“Don’t hate the player, hate the game” — Ice T
Why do we often love to hate (especially with schadenfreude when something goes wrong)?
I see this time and time again, but often in the world of technology. Engineers make value judgements quickly based on what technology is being used.
God forbid you are building your latest Web site in PHP. Giggling at the people who wrote .NET. Rails? Scales? Visual Basic!
And then you get to the micro level. Did you use jQuery or Prototype? Backbone or Ember?
We love to make value judgements based on some tiny pieces of information. I mean, it is just so much easier to have that level of abstraction versus having to actually understand the context!
It feels great to build a class system and look down on the lower classes.
I have to admit, I have to fight impulses at times. I jump to conclusions. The thing is, why do we have to hate so much?
It isn’t that you shouldn’t care about what tools you are using. As much as I feel like we should care most about how we are affecting the lives of people via our products, that doesn’t mean that the tools don’t matter.
The tools are important as they:
#1 The right tools get the highest quality experience to the customer as fast as possible
#2 The right tools can feel right to you, which enables #1.
Ruby felt right with my brain. I enjoy other languages, but Ruby felt right in a way that Java (and other languages and platforms) never did. Since I can acknowledge that for myself, can I see the potential that others may connect with other choices that feel right to them?
I find it particularly interesting when people argue about back end technology. Truly, who cares what is spitting out the HTML for that web page.
When it gets to be closer to the experience I can see more reason to bemoan. If you recognize that hybrid tech that truly sucks…. I get it. That Swing app that is pausing all the time for GC. This is affecting you as a user in very real terms.
TDD is dead
Another good example recently was the big kerfuffle when DHH got folks up in arms over a debate on the merits of TDD.
It is fine to spark a conversation by pushing the boundaries.
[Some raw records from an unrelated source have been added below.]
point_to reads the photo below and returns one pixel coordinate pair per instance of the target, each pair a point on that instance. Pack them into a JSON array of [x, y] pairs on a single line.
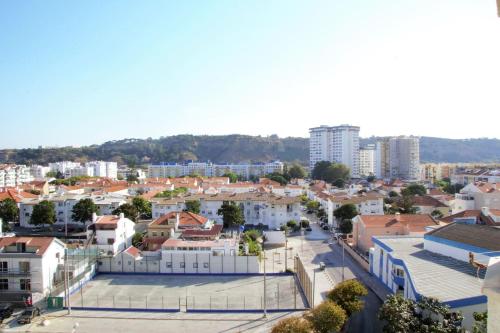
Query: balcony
[[14, 273]]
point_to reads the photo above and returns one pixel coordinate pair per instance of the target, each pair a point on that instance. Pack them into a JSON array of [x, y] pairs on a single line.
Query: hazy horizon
[[82, 73], [256, 135]]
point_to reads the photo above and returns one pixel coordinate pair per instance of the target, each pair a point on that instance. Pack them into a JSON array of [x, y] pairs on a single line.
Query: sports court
[[189, 292]]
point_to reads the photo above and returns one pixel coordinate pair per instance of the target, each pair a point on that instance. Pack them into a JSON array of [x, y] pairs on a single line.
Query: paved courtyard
[[199, 292]]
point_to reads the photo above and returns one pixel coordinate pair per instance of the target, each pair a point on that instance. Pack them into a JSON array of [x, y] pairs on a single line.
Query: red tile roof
[[201, 233], [415, 222], [133, 251], [186, 219], [41, 243]]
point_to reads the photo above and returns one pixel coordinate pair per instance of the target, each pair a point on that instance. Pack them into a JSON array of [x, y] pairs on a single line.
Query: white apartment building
[[269, 209], [29, 266], [367, 160], [335, 144], [113, 234], [208, 169], [398, 157], [12, 175], [64, 207], [438, 265], [38, 172]]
This can be a good firestarter, but whenever we get to absolutes and mix up “I don’t think this makes sense at all for my needs” with “no one should ever want to do this and I don’t think there is any value in this at all” I get concerned. There are some extremes where we come together as a society (You can’t murder someone randomly), but the level of arguments that we get into over petty things is just that… petty.
Music to my ears
I relate this to music. I am not a huge fan of certain genres such as rap, punk, or heavy metal. Does this mean I should:
- Think those genres are lower?
- Can’t appreciate that others may enjoy them (given the data that shows that they DO ENJOY THEM)?
- Need to go out of my way to find those people and tell them they suck?
Life is too short. Be a supporter not a hater, or at the very least ignore those worlds and focus on where you can make an impact.